14 Ob das Verhalten des Revisionswerbers tatsächlich das Messergebnis beeinflusst hätte oder hätte beeinflussen können, ist im vorliegenden Fall - mangels durchgeführter Messung - hingegen nicht relevant. Aus diesem Grund geht die in der Revision aufgeworfene Rechtsfrage, ob durch das Trinken von einem oder zwei Schluck Wasser überhaupt eine Verfälschung des Messergebnisses möglich sei, ins Leere, weil es auf die Beantwortung dieser Frage nicht ankommt. Im gegenständlichen Fall ist allein entscheidend, dass der Revisionswerber - trotz vorheriger Belehrung - mit seinem Verhalten unstrittig den Verwendungsbestimmungen der Betriebsanleitung des vorgesehenen Atemalkoholmessgerätes sowie der diesen Rechnung tragenden, zumutbaren Anordnungen des Organes der Straßenaufsicht zuwider gehandelt hat, wodurch das Zustandekommen des vorgesehenen Testes vereitelt wurde (vgl. zu einem vergleichbaren Fall VwGH 26. Juli 2019, Ra 2019/02/0113, mwN).

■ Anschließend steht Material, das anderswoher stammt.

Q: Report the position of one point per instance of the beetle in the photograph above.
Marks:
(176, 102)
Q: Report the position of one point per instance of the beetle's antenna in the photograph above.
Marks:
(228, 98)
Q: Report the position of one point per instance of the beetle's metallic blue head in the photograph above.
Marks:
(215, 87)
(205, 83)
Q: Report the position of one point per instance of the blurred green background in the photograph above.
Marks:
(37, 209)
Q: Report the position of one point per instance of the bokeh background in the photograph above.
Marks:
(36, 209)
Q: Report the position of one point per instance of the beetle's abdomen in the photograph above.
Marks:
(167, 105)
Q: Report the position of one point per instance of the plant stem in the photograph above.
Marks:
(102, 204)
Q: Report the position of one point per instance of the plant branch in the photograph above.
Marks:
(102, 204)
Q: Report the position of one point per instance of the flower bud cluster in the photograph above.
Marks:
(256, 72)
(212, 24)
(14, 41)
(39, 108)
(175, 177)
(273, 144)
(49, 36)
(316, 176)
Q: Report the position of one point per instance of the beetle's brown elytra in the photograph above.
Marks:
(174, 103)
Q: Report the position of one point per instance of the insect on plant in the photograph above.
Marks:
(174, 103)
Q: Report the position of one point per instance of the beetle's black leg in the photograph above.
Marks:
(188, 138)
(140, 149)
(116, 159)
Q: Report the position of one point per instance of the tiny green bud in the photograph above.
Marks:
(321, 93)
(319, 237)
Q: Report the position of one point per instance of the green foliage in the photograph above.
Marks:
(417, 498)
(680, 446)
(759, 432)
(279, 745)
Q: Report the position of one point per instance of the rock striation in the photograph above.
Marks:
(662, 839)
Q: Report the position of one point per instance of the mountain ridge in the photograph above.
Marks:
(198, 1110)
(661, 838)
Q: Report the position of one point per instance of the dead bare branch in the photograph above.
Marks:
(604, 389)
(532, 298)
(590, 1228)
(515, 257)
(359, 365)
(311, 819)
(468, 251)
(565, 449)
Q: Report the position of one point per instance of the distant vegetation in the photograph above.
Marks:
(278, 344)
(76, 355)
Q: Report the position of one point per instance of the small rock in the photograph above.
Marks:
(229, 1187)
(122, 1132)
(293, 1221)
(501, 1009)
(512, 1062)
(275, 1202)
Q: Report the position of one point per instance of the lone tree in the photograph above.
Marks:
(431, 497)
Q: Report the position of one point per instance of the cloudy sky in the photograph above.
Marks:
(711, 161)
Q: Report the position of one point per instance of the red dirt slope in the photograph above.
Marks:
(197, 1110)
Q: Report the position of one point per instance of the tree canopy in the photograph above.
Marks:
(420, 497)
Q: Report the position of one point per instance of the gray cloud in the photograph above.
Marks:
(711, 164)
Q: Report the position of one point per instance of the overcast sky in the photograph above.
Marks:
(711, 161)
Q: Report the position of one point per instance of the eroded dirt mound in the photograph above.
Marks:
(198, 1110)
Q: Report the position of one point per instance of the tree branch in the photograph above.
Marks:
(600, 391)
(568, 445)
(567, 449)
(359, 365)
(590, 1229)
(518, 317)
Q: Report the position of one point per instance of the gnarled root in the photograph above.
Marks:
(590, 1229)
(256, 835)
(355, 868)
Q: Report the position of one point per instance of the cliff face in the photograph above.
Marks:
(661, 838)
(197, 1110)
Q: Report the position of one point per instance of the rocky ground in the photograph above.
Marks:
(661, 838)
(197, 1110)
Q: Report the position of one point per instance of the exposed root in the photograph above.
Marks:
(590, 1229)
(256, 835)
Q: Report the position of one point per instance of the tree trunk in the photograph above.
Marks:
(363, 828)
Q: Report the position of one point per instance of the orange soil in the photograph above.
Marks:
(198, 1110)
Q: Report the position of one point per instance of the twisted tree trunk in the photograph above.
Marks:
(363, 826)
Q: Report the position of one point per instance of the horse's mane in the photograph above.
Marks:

15 Das Verwaltungsgericht hat das Verhalten des Revisionswerbers somit zutreffend als Verweigerung der im Gesetz normierten Pflicht, sich dem Atemalkoholtest zu unterziehen, gewertet (vgl. idS erneut VwGH 26. Juli 2019, Ra 2019/02/0113, sowie zum Kauen eines Fruchtkaugummis während der Wartezeit VwGH 24.2.2012, 2011/02/0353, oder zum Rauchen einer Zigarette während der Wartezeit VwGH 11.5.2016, Ra 2016/02/0077, und VwGH 25.11.2005, 2005/02/0254).

16 Soweit zur Zulässigkeit der Revision weiter ausgeführt wird, es wäre ein Sachverständigengutachten bzw. die Einholung einer Stellungnahme des Geräteherstellers zum Beweis dafür, dass eine Verfälschung des Messergebnisses durch das Trinken von Wasser unmöglich sei, einzuholen gewesen, ist auf die hg. Rechtsprechung hinzuweisen, wonach es für die Beurteilung der Verweigerung des Atemalkoholtests iSd § 5 Abs. 2 StVO nicht der Beiziehung eines Sachverständigen zur Klärung der Frage, ob doch entgegen der Betriebsanleitung ein verwertbares Resultat beim Atemalkoholtest zu erzielen gewesen wäre, bedarf (vgl. VwGH 25.11.2005, 2005/02/0254; 24.2.2012, 2011/02/0353).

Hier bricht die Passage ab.